Ich hatte ja vor ein paar Wochen den Hautarzttermin ausgemacht, um alle meine Muttermale kontrollieren zu lassen. Ich habe viele und bin sehr weiß und werde ja auch nicht braun, sondern nur Hummer und dann wieder weiß, ich sollte das also viel öfter machen. Naja. Jetzt bin ich jedenfalls „godkjent“ (genehmigt, und weil Sie das sicher wissen wollen: man spricht das guh-chent oder guh-schent aus) von Kopf(haut) bis Fuß (tatsächlich wurde sogar zwischen meinen Zehen nachgeschaut). Das war teuer, aber ich bin jetzt sehr beruhigt, fürs erste.

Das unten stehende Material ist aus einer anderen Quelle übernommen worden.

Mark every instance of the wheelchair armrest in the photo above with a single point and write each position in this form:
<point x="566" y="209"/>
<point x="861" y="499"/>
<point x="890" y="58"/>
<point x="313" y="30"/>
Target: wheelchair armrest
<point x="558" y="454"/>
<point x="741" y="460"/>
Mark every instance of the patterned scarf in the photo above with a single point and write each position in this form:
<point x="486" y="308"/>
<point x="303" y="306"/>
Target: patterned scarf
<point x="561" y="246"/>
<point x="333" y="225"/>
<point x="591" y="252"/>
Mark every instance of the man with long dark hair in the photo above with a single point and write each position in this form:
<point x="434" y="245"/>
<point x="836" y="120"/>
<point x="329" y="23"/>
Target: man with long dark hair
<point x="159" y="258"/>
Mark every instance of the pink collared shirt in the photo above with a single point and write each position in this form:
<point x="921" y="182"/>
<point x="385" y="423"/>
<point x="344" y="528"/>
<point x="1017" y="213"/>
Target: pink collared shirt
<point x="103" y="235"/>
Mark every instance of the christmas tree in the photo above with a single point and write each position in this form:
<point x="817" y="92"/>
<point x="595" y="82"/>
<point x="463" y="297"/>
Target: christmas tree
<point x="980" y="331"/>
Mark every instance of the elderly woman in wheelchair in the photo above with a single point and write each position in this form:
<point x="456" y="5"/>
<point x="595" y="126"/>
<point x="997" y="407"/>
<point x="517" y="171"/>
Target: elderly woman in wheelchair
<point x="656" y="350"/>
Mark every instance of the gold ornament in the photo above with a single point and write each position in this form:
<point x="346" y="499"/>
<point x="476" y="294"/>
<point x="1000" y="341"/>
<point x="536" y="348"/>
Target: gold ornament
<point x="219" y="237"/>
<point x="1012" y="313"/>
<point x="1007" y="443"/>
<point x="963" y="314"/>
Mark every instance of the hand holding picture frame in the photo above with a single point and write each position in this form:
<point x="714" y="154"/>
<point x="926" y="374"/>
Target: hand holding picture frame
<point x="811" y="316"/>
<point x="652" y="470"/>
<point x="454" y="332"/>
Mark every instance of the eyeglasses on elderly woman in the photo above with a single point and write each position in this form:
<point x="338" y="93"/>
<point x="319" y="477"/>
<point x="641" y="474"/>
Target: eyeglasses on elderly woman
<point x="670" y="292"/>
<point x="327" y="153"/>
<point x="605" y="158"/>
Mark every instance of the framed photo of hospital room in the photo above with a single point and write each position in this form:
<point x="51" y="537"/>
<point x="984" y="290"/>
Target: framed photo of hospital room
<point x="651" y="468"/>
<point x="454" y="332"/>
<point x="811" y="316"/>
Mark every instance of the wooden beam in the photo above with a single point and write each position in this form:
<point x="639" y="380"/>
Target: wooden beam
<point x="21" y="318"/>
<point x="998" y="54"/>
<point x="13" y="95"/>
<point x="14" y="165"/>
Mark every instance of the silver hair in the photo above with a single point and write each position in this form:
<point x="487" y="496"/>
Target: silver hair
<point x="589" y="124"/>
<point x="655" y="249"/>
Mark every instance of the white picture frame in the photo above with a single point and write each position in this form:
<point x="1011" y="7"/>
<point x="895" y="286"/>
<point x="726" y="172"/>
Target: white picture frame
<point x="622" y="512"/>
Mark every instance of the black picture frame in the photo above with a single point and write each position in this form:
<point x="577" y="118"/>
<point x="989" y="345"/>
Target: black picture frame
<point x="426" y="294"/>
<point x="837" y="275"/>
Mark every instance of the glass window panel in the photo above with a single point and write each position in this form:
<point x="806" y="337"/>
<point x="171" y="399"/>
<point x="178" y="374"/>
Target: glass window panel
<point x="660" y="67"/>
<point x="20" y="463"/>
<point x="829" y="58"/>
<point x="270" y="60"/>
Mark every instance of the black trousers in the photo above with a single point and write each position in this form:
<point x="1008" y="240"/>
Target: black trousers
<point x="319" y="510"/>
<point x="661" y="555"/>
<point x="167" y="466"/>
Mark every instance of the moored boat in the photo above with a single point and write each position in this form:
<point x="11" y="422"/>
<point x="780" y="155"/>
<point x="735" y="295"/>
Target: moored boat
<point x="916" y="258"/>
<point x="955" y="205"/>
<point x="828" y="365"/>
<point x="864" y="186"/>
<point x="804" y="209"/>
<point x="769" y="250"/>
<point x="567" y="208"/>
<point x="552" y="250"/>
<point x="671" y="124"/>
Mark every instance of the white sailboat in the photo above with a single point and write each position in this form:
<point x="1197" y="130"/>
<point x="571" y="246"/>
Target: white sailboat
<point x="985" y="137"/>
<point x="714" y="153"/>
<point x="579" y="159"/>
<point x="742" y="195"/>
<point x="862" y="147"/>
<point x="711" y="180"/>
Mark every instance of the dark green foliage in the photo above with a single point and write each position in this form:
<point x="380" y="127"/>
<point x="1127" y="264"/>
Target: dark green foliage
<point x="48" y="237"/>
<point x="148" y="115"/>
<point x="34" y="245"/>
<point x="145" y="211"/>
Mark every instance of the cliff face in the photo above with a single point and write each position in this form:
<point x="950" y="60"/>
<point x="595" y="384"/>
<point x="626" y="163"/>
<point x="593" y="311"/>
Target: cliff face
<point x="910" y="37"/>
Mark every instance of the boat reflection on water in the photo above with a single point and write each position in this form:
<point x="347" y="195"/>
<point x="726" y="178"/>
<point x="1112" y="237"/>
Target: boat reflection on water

Dann ging ich zum Geigenbauer. Zu Fuß, denn das Wetter war (ist!) herrlich und um neun Uhr morgens ist die Luft selbst in Oslo zur Zeit super, ist ja fast kein Berufsverkehr. Außerdem ist die innerste Innenstadt weitgehend autofrei und ich gehe ja gerne, also spazierte ich vom Nasjonaltheatret über Stortinget, Karl-Johan, Dom, Youngstorget, drölfzig Umwege wegen schlechtem Orientierungssinn und der Baustelle aus der Hölle zur Storgata. Dass überhaupt noch wer zu diesem Instrumentenladen findet, bei dieser sich permanent ändernden Großbaustelle direkt vor der Tür, grenzt an ein Wunder. Hätte ich nicht gewusst, dass die geöffnet haben, ich wäre wohl unverrichteter Dinge wieder abgezogen und nicht quer durch die Absperrungen und die Baustelle mit meiner Geige über Holzbretter balanciert. Der Instrumentenbauer Maurizio war aber da und ich durfte erst mal Hände waschen (damit ich nicht die ganzen Instrumente mit Desinfektionsmittel voll schmiere) und dann jede erdenkliche Kinnstütze ausprobieren, die da war. Die Wahl fiel relativ leicht und relativ schnell auf eine „Stradivari-Type“ (Guarneri wäre 2. Option gewesen), Maurizio nahm die alte auch gleich runter und meinte taktvoll „Now that we have this off, i‘ll just clean it a bit, it is usually not accessible“. Dann entfernte er vermutlich bis zu 25 Jahre alten Schmodder und Kolophoniumstaub. Aber wo er die Geige grad in der Hand hatte, fragte ich, ob er meine, ob sonst noch irgendwas gemacht werden müsse. „I’ll have a look.“ und dann wurde geschaut („The bridge is very straight!“) und gespielt („Quite balanced“) und dann geklopft, und es machte klonk klonk klonk knack. „Is open here. That is not good.“ sagte Maurizio. Er erklärte dann noch, dass das normal sei, der Leim hält halt nicht ewig. An einer Stelle unten hatte sich die Decke vom Korpus auf ca. 4 cm gelöst, wie er durch geschicktes Prokeln mit einem kleinen Dings (Spatel?) herausfand. Solange das noch so wenig sei, sei das einfach zu leimen, je länger man wartet, desto schwieriger wird das aber. Sagte er. Also blieb meine Geige da und wurde über Nacht geleimt.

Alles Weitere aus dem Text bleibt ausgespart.